Fantastic Beasts suffers from its desire to be more serious and dramatic than it is, but it is still a joy to simply be immersed in the magical world once again.
Fantastic Beasts and Where to Find Them, the latest offering from the Harry Potter franchise, follows Newt Scamander as he attempts to find the mystical creatures he has accidentally let loose in New York City. The film is set in the 1920s and as a result of attacks by Grindlewald, the city is increasingly suspicious of witchcraft, a prominent subplot in the film.
The film is very aesthetically pleasing. It recently won an Oscar for best costumes, and the 1920s setting enables the make-up and costumes to be truly beautiful. Furthermore the special effects, in both the magical scenes and in the creation of the creatures are done very well, creating a fantasy which is compelling and believable. This, combined with the touching and humorous performances, creates an escapist experience perfect both for family viewing and for the festive season in which it initially came out.
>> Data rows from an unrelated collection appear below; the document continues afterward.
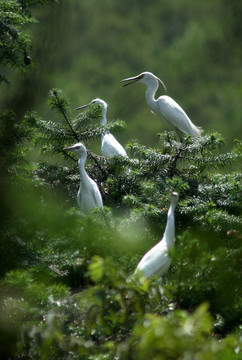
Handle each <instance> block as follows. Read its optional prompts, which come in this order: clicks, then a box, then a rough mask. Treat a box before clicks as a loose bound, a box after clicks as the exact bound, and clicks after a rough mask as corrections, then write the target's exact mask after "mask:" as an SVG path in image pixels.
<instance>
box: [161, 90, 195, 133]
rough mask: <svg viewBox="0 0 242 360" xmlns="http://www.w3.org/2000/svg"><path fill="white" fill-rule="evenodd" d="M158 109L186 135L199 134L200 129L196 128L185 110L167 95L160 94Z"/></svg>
mask: <svg viewBox="0 0 242 360" xmlns="http://www.w3.org/2000/svg"><path fill="white" fill-rule="evenodd" d="M159 101H160V111H161V114H162V116H163V117H164V118H165V119H166V120H168V121H170V123H171V124H172V125H173V126H175V127H176V128H178V129H179V130H180V131H182V132H183V133H184V134H186V135H193V136H194V135H195V136H197V135H199V134H200V133H201V129H199V128H197V127H196V126H195V125H194V124H193V123H192V122H191V120H190V119H189V117H188V116H187V114H186V113H185V111H184V110H183V109H182V108H181V107H180V105H178V104H177V103H176V102H175V100H173V99H172V98H171V97H169V96H166V95H164V96H161V97H160V99H159Z"/></svg>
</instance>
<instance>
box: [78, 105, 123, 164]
mask: <svg viewBox="0 0 242 360" xmlns="http://www.w3.org/2000/svg"><path fill="white" fill-rule="evenodd" d="M91 104H97V105H100V106H101V109H102V117H101V120H100V125H102V126H105V125H106V124H107V117H106V114H107V107H108V105H107V103H106V102H105V101H103V100H101V99H94V100H92V101H91V102H90V103H89V104H86V105H82V106H80V107H78V108H76V110H80V109H84V108H86V107H88V106H90V105H91ZM101 153H102V155H103V156H105V157H111V156H127V154H126V151H125V150H124V148H123V147H122V145H120V143H119V142H118V141H117V140H116V139H115V137H114V136H113V135H112V134H111V133H110V132H109V131H106V132H105V133H103V134H102V144H101Z"/></svg>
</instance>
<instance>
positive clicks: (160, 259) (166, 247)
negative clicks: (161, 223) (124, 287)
mask: <svg viewBox="0 0 242 360" xmlns="http://www.w3.org/2000/svg"><path fill="white" fill-rule="evenodd" d="M177 202H178V194H177V193H176V192H172V193H171V203H170V208H169V211H168V214H167V223H166V229H165V232H164V235H163V238H162V239H161V241H160V242H158V244H156V245H155V246H154V247H153V248H151V249H150V250H149V251H148V252H147V253H146V254H145V255H144V256H143V258H142V259H141V260H140V262H139V264H138V265H137V268H136V270H135V273H137V272H140V271H142V272H143V273H144V275H145V276H146V277H147V278H151V277H152V276H154V275H156V276H162V275H163V274H164V273H165V272H166V271H167V270H168V268H169V266H170V264H171V258H170V256H169V250H171V249H172V248H173V246H174V243H175V216H174V210H175V208H176V205H177Z"/></svg>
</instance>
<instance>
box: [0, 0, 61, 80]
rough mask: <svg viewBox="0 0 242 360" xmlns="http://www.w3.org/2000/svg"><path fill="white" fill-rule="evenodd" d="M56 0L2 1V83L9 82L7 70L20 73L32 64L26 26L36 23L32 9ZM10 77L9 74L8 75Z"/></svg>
mask: <svg viewBox="0 0 242 360" xmlns="http://www.w3.org/2000/svg"><path fill="white" fill-rule="evenodd" d="M53 1H55V0H34V1H33V0H30V1H25V0H24V1H23V0H2V1H1V4H0V66H1V73H0V82H2V81H5V82H8V79H7V78H6V76H5V73H6V69H8V68H12V69H17V70H20V71H26V69H27V68H28V67H29V66H30V65H31V64H32V59H31V57H30V56H29V54H30V51H31V47H32V39H31V37H30V35H29V33H28V32H27V31H26V26H27V25H29V24H33V23H36V22H37V20H36V19H35V18H34V17H33V16H32V8H33V7H36V6H41V5H43V4H45V3H50V2H53ZM7 75H8V74H7Z"/></svg>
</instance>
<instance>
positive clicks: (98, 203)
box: [64, 143, 103, 214]
mask: <svg viewBox="0 0 242 360" xmlns="http://www.w3.org/2000/svg"><path fill="white" fill-rule="evenodd" d="M64 150H66V151H73V152H75V153H76V154H78V155H79V156H80V158H79V160H78V167H79V173H80V178H81V183H80V187H79V190H78V193H77V203H78V205H79V207H80V209H81V210H82V211H83V212H84V213H85V214H88V213H90V212H91V211H92V210H93V209H95V208H96V207H103V200H102V196H101V193H100V191H99V189H98V186H97V184H96V183H95V181H94V180H92V179H91V178H90V177H89V176H88V175H87V173H86V170H85V163H86V159H87V150H86V148H85V146H84V145H83V144H82V143H77V144H75V145H73V146H70V147H66V148H65V149H64Z"/></svg>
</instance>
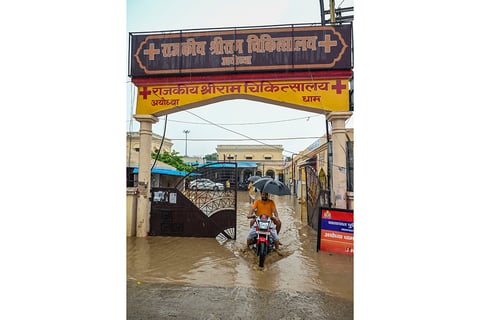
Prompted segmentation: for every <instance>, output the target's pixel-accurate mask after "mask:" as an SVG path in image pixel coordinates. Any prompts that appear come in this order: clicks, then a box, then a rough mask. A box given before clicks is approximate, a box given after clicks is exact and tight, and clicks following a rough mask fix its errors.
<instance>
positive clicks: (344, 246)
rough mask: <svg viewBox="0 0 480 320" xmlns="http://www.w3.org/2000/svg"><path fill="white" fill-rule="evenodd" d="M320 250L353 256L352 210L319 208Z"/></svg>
mask: <svg viewBox="0 0 480 320" xmlns="http://www.w3.org/2000/svg"><path fill="white" fill-rule="evenodd" d="M318 230H319V243H320V245H319V246H320V250H322V251H328V252H335V253H341V254H346V255H351V256H353V210H343V209H327V208H322V209H321V218H320V226H319V229H318Z"/></svg>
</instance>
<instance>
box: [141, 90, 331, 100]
mask: <svg viewBox="0 0 480 320" xmlns="http://www.w3.org/2000/svg"><path fill="white" fill-rule="evenodd" d="M332 88H333V87H332ZM151 93H152V91H150V90H148V88H147V87H143V89H142V91H141V92H139V94H141V95H142V96H143V100H145V99H147V97H148V95H150V94H151Z"/></svg>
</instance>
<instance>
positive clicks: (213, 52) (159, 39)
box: [129, 24, 352, 77]
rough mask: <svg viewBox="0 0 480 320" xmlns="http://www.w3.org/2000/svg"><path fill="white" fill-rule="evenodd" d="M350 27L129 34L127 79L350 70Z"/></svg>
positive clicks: (217, 30) (350, 35) (160, 32)
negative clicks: (129, 53) (150, 76)
mask: <svg viewBox="0 0 480 320" xmlns="http://www.w3.org/2000/svg"><path fill="white" fill-rule="evenodd" d="M351 44H352V26H351V25H350V24H348V25H338V26H295V25H291V26H288V27H279V28H273V27H263V28H256V29H246V28H244V29H241V28H239V29H233V30H218V29H217V30H211V31H202V32H200V31H198V32H195V31H189V32H182V31H178V32H159V33H149V34H142V33H131V35H130V70H129V73H130V74H129V75H130V76H131V77H142V76H158V75H180V74H195V73H196V74H199V73H226V72H228V73H234V72H265V71H295V70H319V69H330V70H331V69H352V57H351V52H352V47H351Z"/></svg>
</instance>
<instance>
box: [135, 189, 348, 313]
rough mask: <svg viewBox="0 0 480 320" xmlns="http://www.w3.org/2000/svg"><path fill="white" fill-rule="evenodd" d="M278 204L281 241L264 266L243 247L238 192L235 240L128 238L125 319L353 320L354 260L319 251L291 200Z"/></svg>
mask: <svg viewBox="0 0 480 320" xmlns="http://www.w3.org/2000/svg"><path fill="white" fill-rule="evenodd" d="M271 198H272V199H273V200H274V201H275V202H276V204H277V210H278V211H279V214H280V218H281V220H282V230H281V232H280V240H281V242H282V243H283V245H282V246H281V248H280V250H279V252H273V253H271V254H269V255H268V256H267V258H266V261H265V267H264V268H260V267H258V257H257V256H256V255H255V254H254V253H253V251H251V250H248V249H246V244H245V238H246V236H247V232H248V219H246V218H245V217H246V215H247V212H248V210H249V206H250V204H249V201H248V194H247V192H239V193H238V216H237V239H236V240H227V241H223V242H222V241H219V240H217V239H209V238H178V237H147V238H135V237H131V238H128V239H127V318H128V319H132V320H133V319H227V318H228V319H247V318H250V319H271V318H275V319H353V257H350V256H344V255H339V254H332V253H328V252H323V251H319V252H317V233H316V232H315V231H314V230H313V229H312V228H310V227H309V226H307V225H306V211H305V208H304V207H302V206H300V205H299V204H298V201H297V200H296V198H295V197H294V196H281V197H278V196H271Z"/></svg>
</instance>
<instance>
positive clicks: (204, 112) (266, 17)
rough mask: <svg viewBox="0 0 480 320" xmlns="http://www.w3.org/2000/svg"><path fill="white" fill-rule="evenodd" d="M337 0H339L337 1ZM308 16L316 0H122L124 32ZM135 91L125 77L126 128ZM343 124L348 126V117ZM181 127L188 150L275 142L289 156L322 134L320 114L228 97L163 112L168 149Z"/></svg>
mask: <svg viewBox="0 0 480 320" xmlns="http://www.w3.org/2000/svg"><path fill="white" fill-rule="evenodd" d="M337 2H338V3H337V6H338V4H340V3H341V1H337ZM352 5H353V1H352V0H348V1H343V3H341V6H342V7H347V6H352ZM308 22H317V23H318V22H320V5H319V2H318V1H315V0H308V1H306V0H300V1H298V0H297V1H292V0H265V1H252V0H245V1H225V0H223V1H222V0H209V1H201V2H200V1H193V0H180V1H145V0H144V1H137V0H135V1H133V0H129V1H127V32H141V31H163V30H185V29H199V28H216V27H240V26H261V25H276V24H296V23H308ZM128 80H129V79H128ZM134 96H135V87H134V85H133V84H131V83H127V123H126V130H127V131H130V130H132V131H136V130H138V122H136V121H135V120H133V121H130V120H129V119H131V114H132V113H135V99H134ZM159 119H160V120H159V122H158V123H157V124H155V125H154V127H153V131H154V132H155V133H157V134H160V135H162V134H163V130H164V123H165V117H160V118H159ZM267 122H270V123H267ZM212 123H213V124H212ZM214 124H216V125H214ZM347 127H353V117H352V119H351V120H349V121H348V123H347ZM184 130H189V131H190V133H189V134H188V138H187V149H188V155H190V156H202V155H204V154H209V153H214V152H216V150H215V147H216V145H218V144H256V145H257V144H280V145H283V146H284V150H285V152H284V155H286V156H289V155H290V154H291V153H296V152H299V151H300V150H303V149H305V148H306V147H308V146H309V145H310V144H312V143H313V142H315V141H316V139H317V138H318V137H320V136H322V135H323V134H325V117H324V116H323V115H321V114H317V113H312V112H305V111H299V110H294V109H290V108H285V107H279V106H275V105H270V104H265V103H260V102H254V101H250V100H231V101H225V102H219V103H215V104H211V105H208V106H204V107H200V108H195V109H190V110H188V111H182V112H177V113H172V114H170V115H168V117H167V128H166V133H165V136H166V137H168V138H170V139H173V143H174V145H173V149H174V150H176V151H178V152H180V154H182V155H183V154H184V153H185V134H184V133H183V131H184ZM247 137H248V138H252V140H248V139H247ZM214 139H224V140H214ZM208 140H211V141H208Z"/></svg>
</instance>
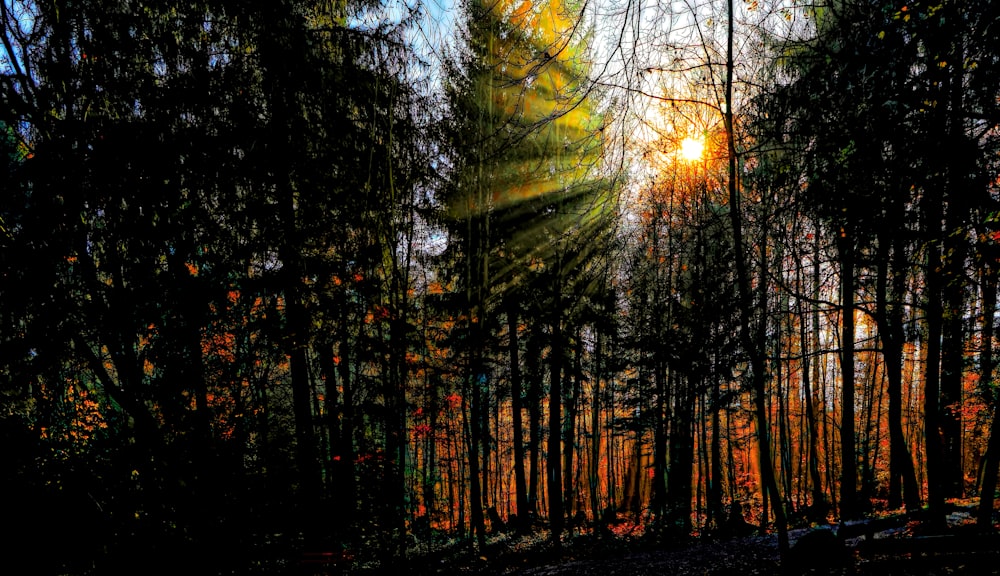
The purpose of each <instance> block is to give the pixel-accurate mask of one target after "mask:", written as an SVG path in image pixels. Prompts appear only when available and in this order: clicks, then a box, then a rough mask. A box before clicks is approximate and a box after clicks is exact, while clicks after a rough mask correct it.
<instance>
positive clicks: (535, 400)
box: [524, 322, 542, 519]
mask: <svg viewBox="0 0 1000 576" xmlns="http://www.w3.org/2000/svg"><path fill="white" fill-rule="evenodd" d="M540 330H541V327H540V325H539V324H538V323H537V322H535V323H533V325H532V327H531V330H530V332H529V333H528V343H527V349H526V351H525V359H524V361H525V368H526V369H527V373H528V512H529V514H530V516H531V519H534V518H535V517H536V516H537V514H538V499H539V495H538V488H539V486H538V483H539V480H540V477H541V472H540V470H539V467H540V465H541V445H542V372H541V356H542V350H541V335H540V334H539V332H540Z"/></svg>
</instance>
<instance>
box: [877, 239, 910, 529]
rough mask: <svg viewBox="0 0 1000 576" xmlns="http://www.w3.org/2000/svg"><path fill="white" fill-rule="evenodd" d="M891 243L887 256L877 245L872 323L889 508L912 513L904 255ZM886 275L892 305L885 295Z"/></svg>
mask: <svg viewBox="0 0 1000 576" xmlns="http://www.w3.org/2000/svg"><path fill="white" fill-rule="evenodd" d="M893 242H895V245H894V246H892V247H891V254H890V245H889V240H888V239H887V238H884V237H883V238H882V239H880V241H879V248H878V250H879V255H878V261H879V262H881V263H882V266H884V267H885V268H884V269H883V271H882V273H880V274H879V275H878V278H877V279H876V285H875V321H876V324H877V325H878V333H879V340H880V341H881V343H882V362H883V365H884V366H885V373H886V380H887V382H886V396H887V397H888V402H889V406H888V419H889V421H888V426H889V507H890V508H892V509H896V508H898V507H899V506H900V505H902V504H904V503H905V505H906V509H907V510H916V509H917V508H919V506H920V492H919V486H918V485H917V475H916V470H915V469H914V467H913V458H912V457H911V456H910V449H909V447H908V446H907V444H906V435H905V434H904V432H903V397H902V392H903V305H902V302H901V301H900V299H902V298H903V297H904V290H905V289H906V274H905V270H906V268H905V266H906V261H905V258H906V255H905V253H904V251H903V246H902V245H901V244H902V242H901V241H899V240H894V241H893ZM890 275H891V277H892V298H893V301H892V302H890V301H889V295H888V293H887V291H888V290H887V289H888V277H889V276H890Z"/></svg>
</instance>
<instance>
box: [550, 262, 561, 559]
mask: <svg viewBox="0 0 1000 576" xmlns="http://www.w3.org/2000/svg"><path fill="white" fill-rule="evenodd" d="M560 268H561V267H560V265H559V264H558V263H557V265H556V269H555V275H554V277H553V287H552V288H553V293H552V351H551V356H550V358H549V370H550V372H549V440H548V456H547V458H546V470H547V477H548V481H547V483H546V487H547V489H548V498H549V526H550V528H551V531H552V544H553V545H555V546H558V545H559V542H560V538H561V537H562V531H563V526H564V523H565V518H564V514H563V494H562V434H561V431H562V357H563V341H562V339H563V335H562V306H563V302H562V285H561V283H562V281H561V277H562V271H561V269H560Z"/></svg>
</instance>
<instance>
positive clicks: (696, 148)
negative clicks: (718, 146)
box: [681, 137, 705, 162]
mask: <svg viewBox="0 0 1000 576" xmlns="http://www.w3.org/2000/svg"><path fill="white" fill-rule="evenodd" d="M704 150H705V141H704V140H702V139H701V138H691V137H687V138H685V139H684V140H682V141H681V158H683V159H685V160H687V161H689V162H694V161H695V160H701V154H702V152H703V151H704Z"/></svg>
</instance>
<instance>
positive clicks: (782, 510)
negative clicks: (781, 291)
mask: <svg viewBox="0 0 1000 576" xmlns="http://www.w3.org/2000/svg"><path fill="white" fill-rule="evenodd" d="M733 4H734V0H727V2H726V5H727V15H728V18H727V28H726V86H725V92H726V93H725V115H724V121H725V129H726V146H727V155H728V160H729V168H728V178H727V180H728V182H727V185H728V188H729V216H730V222H731V226H732V229H733V230H732V232H733V254H734V255H735V260H736V278H737V292H738V296H739V301H740V335H741V340H742V343H743V346H744V348H745V349H746V352H747V354H748V355H749V357H750V372H751V375H750V377H751V390H752V393H753V396H754V399H753V402H754V414H755V418H756V420H757V430H758V435H759V437H758V449H759V454H758V457H759V460H760V471H761V472H760V473H761V484H762V485H763V487H762V489H763V491H765V492H767V493H769V494H770V496H771V506H772V508H773V510H774V517H775V523H776V525H777V528H778V548H779V550H780V552H781V556H782V557H783V558H784V557H785V556H786V555H787V552H788V524H787V521H786V518H785V510H784V506H783V504H782V500H781V494H780V493H779V491H778V484H777V481H776V480H775V476H774V463H773V461H772V458H771V447H770V440H769V439H768V429H769V427H768V422H767V406H766V398H765V395H766V394H767V390H766V384H767V380H766V369H767V366H766V362H765V352H764V349H763V346H764V345H765V343H764V342H763V341H762V340H761V339H760V338H758V337H759V336H761V335H762V334H758V333H757V331H754V330H753V322H752V321H751V316H750V315H751V310H752V305H753V297H752V292H751V283H750V276H749V273H748V271H747V255H746V252H745V248H744V244H743V242H744V241H743V219H742V214H741V208H742V201H741V199H740V191H739V182H738V178H739V171H738V170H737V158H736V136H735V134H734V132H733V130H734V123H733V74H734V73H735V58H734V53H733V25H734V20H735V11H734V8H733ZM760 280H761V282H764V280H765V278H761V279H760ZM758 312H759V314H760V315H761V316H760V317H761V322H763V320H762V319H763V318H766V314H764V311H763V310H759V311H758Z"/></svg>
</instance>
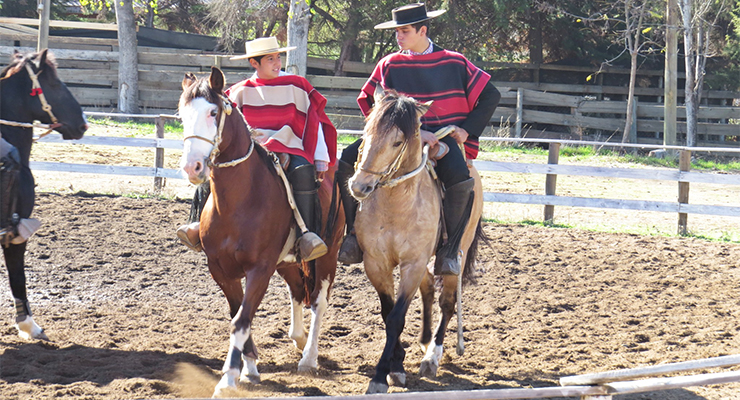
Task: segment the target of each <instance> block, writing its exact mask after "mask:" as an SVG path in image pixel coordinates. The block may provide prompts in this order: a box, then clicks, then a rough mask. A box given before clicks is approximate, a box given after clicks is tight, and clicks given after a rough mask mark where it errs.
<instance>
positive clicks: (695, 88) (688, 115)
mask: <svg viewBox="0 0 740 400" xmlns="http://www.w3.org/2000/svg"><path fill="white" fill-rule="evenodd" d="M681 5H682V7H683V48H684V60H685V62H686V86H685V88H684V89H685V94H684V96H685V104H686V146H689V147H692V146H695V145H696V128H697V115H696V114H697V109H696V107H697V104H696V76H695V75H694V73H695V71H696V68H695V67H696V65H695V62H696V53H697V49H696V46H695V44H694V35H693V29H692V24H691V19H692V17H693V0H681Z"/></svg>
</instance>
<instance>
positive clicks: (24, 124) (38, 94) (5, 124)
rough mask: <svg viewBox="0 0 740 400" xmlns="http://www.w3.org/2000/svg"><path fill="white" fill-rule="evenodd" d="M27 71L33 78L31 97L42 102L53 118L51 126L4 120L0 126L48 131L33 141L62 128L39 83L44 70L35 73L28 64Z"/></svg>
mask: <svg viewBox="0 0 740 400" xmlns="http://www.w3.org/2000/svg"><path fill="white" fill-rule="evenodd" d="M26 71H28V77H29V78H31V84H32V86H31V96H38V98H39V101H40V102H41V109H42V110H44V111H46V113H47V114H49V117H50V118H51V122H52V123H51V124H31V123H25V122H15V121H7V120H4V119H0V125H8V126H16V127H20V128H42V129H46V132H44V133H42V134H40V135H39V136H38V137H35V138H33V140H39V139H41V138H42V137H44V136H46V135H48V134H50V133H51V131H53V130H54V129H55V128H58V127H59V126H61V124H60V123H59V120H58V119H57V117H56V116H55V115H54V113H53V112H52V111H51V104H49V102H48V101H46V96H44V90H43V89H42V88H41V84H40V83H39V75H41V73H42V72H43V71H42V70H39V72H38V73H34V72H33V69H31V66H30V65H28V64H27V63H26Z"/></svg>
There are two main plots in the film, one which focuses on Newt’s recapture of the creatures and the other on the behaviour of a mysterious orphan, the significance of which unfolds gradually throughout the film. Both plots are effective in their own right, the first charming and funny, the second creepy and tension building, but the inconsistency between the two holds the film back. The plots seem very different in both tone and colour and the film never manages to interweave them in a convincing manner.
Crucially, the ending fails to live up to either the charm of the main plot nor the creepiness of the sub-plot. Instead, it has an over-long action scene which fails to be as compelling as the first half of the film. A plot twist aiming to create larger stakes instead works to undermine a powerful and convincingly sinister villain construction. The finale of the film is disappointing because it undermines the true beauty and joy of the rest of the movie by attempting to make it more serious and dark than was really required.
Overall, Fantastic Beasts and Where to Find Them may have flaws, especially in the latter half, but the overall experience is beautifully created and wonderfully enjoyable. Partly the simple experience of returning to this particular fantasy experience, but also the charm with which the film is carried out, makes the movie a worthwhile see.
Fantastic Beasts and Where to Find Them (2016), directed by David Yates, is released in the UK on DVD and Blu-ray by Warner Bros. Pictures. Certificate 12A.